Sociodemographic characteristics of the BMTSS survivors (N = 145), CCSS survivors (N = 7207), and the sibling comparison group (N = 4020) are presented in Table 1. Compared with the siblings, BMTSS survivors were more likely to be male, younger at study participation, and less likely to be non-Hispanic white. Compared with CCSS survivors, BMTSS survivors were more likely to be insured.

Clinical characteristics of the BMTSS and CCSS survivors are presented in Table 2. BMTSS survivors were more likely to have been diagnosed during a more recent era; there was an overrepresentation of AML and an underrepresentation of ALL, NHL, and HL among BMTSS survivors. BMTSS survivors were older at diagnosis, had a shorter duration of follow-up, and were more likely to have been treated with anthracyclines, epidophyllotoxins, and platinum agents. However, CCSS survivors were more likely to have received alkylating agents and cranial and chest radiation.

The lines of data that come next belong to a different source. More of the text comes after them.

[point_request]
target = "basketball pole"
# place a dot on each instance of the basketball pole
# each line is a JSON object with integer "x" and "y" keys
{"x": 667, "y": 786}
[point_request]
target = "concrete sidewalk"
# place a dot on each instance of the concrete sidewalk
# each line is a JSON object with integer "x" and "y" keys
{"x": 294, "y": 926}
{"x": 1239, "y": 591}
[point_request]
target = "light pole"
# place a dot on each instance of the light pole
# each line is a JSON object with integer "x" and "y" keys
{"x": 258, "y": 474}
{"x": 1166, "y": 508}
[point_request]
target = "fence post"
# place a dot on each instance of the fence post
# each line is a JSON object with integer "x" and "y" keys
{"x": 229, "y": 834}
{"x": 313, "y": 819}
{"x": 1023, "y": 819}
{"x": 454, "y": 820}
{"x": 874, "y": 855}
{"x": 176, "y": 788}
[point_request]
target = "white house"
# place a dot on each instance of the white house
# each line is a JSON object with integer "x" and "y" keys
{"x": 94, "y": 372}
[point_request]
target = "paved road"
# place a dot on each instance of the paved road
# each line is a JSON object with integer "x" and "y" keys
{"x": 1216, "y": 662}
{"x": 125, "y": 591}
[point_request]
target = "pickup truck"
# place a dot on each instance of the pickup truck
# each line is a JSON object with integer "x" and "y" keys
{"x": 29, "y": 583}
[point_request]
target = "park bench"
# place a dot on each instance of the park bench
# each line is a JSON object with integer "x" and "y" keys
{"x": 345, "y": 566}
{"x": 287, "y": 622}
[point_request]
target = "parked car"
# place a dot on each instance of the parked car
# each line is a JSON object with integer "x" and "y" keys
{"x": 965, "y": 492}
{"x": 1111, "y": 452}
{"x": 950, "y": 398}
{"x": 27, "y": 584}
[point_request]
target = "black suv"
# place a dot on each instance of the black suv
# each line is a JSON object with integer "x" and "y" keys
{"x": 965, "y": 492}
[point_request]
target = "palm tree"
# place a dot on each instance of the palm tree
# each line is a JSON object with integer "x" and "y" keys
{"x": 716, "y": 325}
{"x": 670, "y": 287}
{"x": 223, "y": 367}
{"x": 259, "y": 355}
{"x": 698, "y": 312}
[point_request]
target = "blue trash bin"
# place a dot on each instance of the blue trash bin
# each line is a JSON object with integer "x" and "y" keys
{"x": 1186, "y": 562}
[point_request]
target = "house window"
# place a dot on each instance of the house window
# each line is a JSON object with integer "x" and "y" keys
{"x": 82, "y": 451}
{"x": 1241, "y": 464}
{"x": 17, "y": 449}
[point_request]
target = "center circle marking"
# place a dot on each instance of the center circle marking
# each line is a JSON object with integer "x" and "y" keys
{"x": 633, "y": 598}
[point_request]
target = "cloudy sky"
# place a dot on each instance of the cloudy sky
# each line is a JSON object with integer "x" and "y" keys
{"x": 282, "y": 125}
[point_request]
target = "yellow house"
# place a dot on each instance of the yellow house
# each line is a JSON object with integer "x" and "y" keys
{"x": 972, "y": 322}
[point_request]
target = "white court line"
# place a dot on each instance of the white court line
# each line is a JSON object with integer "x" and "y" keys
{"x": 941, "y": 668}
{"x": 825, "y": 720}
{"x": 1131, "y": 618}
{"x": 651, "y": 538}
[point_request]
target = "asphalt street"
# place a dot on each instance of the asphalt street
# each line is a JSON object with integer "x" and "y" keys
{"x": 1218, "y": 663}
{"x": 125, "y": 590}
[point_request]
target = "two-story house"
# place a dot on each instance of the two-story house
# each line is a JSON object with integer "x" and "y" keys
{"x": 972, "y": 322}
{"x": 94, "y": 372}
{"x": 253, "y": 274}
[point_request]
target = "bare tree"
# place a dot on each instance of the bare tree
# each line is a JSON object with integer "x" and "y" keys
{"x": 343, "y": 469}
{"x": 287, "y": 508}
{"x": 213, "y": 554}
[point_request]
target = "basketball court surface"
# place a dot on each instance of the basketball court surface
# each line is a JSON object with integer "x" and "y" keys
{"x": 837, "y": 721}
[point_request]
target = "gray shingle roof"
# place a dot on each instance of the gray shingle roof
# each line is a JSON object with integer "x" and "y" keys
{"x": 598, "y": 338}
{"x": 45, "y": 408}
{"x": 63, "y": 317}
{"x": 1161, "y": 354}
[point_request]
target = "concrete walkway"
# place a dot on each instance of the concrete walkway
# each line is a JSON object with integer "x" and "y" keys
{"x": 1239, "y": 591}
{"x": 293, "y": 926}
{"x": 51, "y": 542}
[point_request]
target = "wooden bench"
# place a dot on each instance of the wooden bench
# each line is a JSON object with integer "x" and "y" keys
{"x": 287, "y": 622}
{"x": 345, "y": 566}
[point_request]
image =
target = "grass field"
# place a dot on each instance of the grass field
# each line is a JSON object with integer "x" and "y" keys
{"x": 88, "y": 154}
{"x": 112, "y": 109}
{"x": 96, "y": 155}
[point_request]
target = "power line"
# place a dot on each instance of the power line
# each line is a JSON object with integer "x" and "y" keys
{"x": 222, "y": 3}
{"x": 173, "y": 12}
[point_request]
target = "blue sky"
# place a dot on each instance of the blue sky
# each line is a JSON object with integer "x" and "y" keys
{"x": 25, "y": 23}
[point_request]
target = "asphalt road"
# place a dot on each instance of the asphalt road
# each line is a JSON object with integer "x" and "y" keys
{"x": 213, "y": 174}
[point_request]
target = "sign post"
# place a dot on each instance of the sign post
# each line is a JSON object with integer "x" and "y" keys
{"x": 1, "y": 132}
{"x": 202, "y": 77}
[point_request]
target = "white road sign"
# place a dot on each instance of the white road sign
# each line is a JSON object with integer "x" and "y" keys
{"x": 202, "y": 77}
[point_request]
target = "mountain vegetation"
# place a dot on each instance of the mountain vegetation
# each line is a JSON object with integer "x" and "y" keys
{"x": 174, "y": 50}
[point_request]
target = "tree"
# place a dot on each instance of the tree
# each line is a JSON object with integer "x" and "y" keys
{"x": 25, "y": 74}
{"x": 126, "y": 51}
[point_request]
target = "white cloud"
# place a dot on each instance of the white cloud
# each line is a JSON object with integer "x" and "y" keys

Among the BMTSS survivors, 72.4% had undergone allogeneic HSCT (58.6% from related donor, 13.8% from unrelated donor); 58.6% were in CR1 at HSCT; TBI was used as conditioning for 76.6%; 32.4% of allogeneic HSCT recipients reported a history of chronic GVHD; of these, 41.1% reported active chronic GVHD at study participation. Median time from HSCT to study participation was 11.0 years (range, 2.3-25.9 years).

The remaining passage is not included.